Tonight we would explore the village, eat food prepared by the villagers, and sleep in the villagers’ houses. After setting our backpacks down in our grouped “host families,” we began exploring. The narrow dirt streets were deserted except for a few women, roosters, and children. The sound of snorting could soon be heard and sure enough, one of the houses had a pen filled with little piglets and a huge mother sow. Walking around that same house, we saw another pen, this time containing hens, roosters, and ducks. We continued exploring and soon found a basketball court with two guys competing against each other and adjacent to that was a small swing where two little girls where enjoying the evening breeze.|

Once the sun began to set, we returned to the host families and got ready for dinner. We were a little apprehensive since many of us had gotten food poisoning in the last city, however we worked up the courage to eat. The food was amazing! We couldn’t get enough of every single dish, and believe me there were a LOT of dishes! We stuffed ourselves to the brim and were ready to pass out on our beds from exhaustion. Those plans however came to a halt when we were herded to the town center. We sat down in front of a huge pile of wood, talking amongst ourselves and laughing with the small town children. The pile of wood soon became a glowing flame, lighting up the dark country night and with it came a pin-drop silence. Confused, we looked to our teachers for direction, yet only managed to receive grins of glee. Someone cleared their throat causing all of us to turn our heads back to the bon-fire. A group of towns people had gathered in front of the flams wearing the black clothing with fiery red strips unique to their culture.

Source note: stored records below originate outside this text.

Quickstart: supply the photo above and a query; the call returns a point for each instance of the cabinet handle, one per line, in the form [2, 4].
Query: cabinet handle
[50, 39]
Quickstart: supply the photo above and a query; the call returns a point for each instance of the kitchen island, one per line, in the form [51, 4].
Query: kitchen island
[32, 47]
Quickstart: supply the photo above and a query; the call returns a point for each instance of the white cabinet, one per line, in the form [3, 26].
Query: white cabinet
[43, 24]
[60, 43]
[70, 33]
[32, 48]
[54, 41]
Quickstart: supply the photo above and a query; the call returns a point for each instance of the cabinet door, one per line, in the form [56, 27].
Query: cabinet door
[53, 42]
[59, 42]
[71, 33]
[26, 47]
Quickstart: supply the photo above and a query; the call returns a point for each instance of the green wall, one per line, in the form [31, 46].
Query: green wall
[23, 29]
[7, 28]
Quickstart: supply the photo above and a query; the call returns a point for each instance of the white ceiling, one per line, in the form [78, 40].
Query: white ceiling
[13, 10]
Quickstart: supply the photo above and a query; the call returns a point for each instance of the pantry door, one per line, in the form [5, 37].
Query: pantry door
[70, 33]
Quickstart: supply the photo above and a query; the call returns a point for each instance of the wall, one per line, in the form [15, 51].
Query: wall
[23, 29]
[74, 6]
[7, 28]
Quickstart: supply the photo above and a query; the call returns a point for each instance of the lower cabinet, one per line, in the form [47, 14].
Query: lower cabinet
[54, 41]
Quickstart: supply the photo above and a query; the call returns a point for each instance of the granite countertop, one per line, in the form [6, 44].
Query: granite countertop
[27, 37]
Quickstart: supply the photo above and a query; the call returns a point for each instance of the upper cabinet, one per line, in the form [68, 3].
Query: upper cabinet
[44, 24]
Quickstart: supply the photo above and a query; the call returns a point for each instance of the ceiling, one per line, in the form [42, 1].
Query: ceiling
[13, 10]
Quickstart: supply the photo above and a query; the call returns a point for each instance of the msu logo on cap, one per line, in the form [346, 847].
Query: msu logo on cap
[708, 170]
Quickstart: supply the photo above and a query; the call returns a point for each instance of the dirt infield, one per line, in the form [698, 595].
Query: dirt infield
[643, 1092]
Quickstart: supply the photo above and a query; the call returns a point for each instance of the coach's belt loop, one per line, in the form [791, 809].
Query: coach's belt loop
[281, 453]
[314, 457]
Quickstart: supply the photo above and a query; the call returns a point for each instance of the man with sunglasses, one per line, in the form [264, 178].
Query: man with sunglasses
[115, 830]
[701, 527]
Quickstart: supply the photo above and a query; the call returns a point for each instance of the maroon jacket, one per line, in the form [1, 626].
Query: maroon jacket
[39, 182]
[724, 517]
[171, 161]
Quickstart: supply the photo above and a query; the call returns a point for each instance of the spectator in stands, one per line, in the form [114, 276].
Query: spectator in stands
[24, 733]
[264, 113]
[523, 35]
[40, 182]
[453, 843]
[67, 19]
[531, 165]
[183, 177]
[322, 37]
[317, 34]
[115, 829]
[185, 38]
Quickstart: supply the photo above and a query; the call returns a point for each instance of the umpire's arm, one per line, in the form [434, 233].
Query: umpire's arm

“We would like to sing a song for you in order to welcome you, and to tell you about our history.” Soon the womens’ melodic voices rang out into the silent night air, while the men played instruments and awaited their parts. The Lahu villagers used to be tiger hunters, they would carry long sharp spears into the dangerous forests of Yunnan seeking tigers more then any other animal. As soon as they saw it, two things could happen. There was the stealthy kill which brought the tiger down in one attack, or there was the chase. The tiger would notice their presence and run arousing their hunter spirits and causing them to chase after the lone animal. If lucky they would soon be carrying its carcass to the village, and if not, then next time they would surely get it.

The raging flames of the bon-fire, the melodious singing and the dancing of the Lahu people had us all mesmerized! That night all we could dream about was the hunt, the chase and the kill.